Conventions and Style Guide

Spelling and Naming

Please use a spell-checker when modifying the codebase to reduce the prevalence of typos. You should avoid writing names in code that use jargon or abbreviations that are not directly relevant to ColdFront or tools used in its development.

Annotations

You are encouraged to use Python's type annotations to improve code readability and maintainability. Whenever possible, use the most recent annotation syntax available for the minimum version of Python supported by ColdFront.

The minimum Python version supported can be found in the pyproject.toml file.

Testing

All new and changed features must include unit tests to verify that they work correctly. Every non-trivial function should have at least as many test cases as its cyclomatic complexity to verify all independent code paths in the function operate correctly.

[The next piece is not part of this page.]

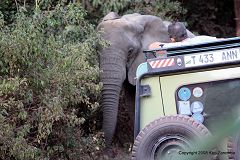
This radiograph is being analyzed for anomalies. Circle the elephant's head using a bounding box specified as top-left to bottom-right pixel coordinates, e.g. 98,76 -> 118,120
98,12 -> 192,147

When using uv, the full test suite can be run using the command uv run coldfront test.

Formatting and Linting

This project is formatted and linted using ruff.

You can use Ruff to check for any linting errors in proposed Python code using uv run ruff check. Ruff can also fix many linting errors automatically with uv run ruff check --fix when using uv.

If your code is failing linting checks but you you have a valid reason to leave it unchanged, you can suppress warnings using a # noqa: <warning-error-code> comment on the line(s) in question

You can also use Ruff to check formatting using uv run ruff format --check and automatically fix formatting errors with uv run ruff format.

If your code is failing formatting checks but you have a valid reason to leave it unchanged, you can suppress warnings for a specific block of code by enclosing it with the comments # fmt: off and # fmt: on. These comments work at the statement level so placing them inside of expressions will not have any effect.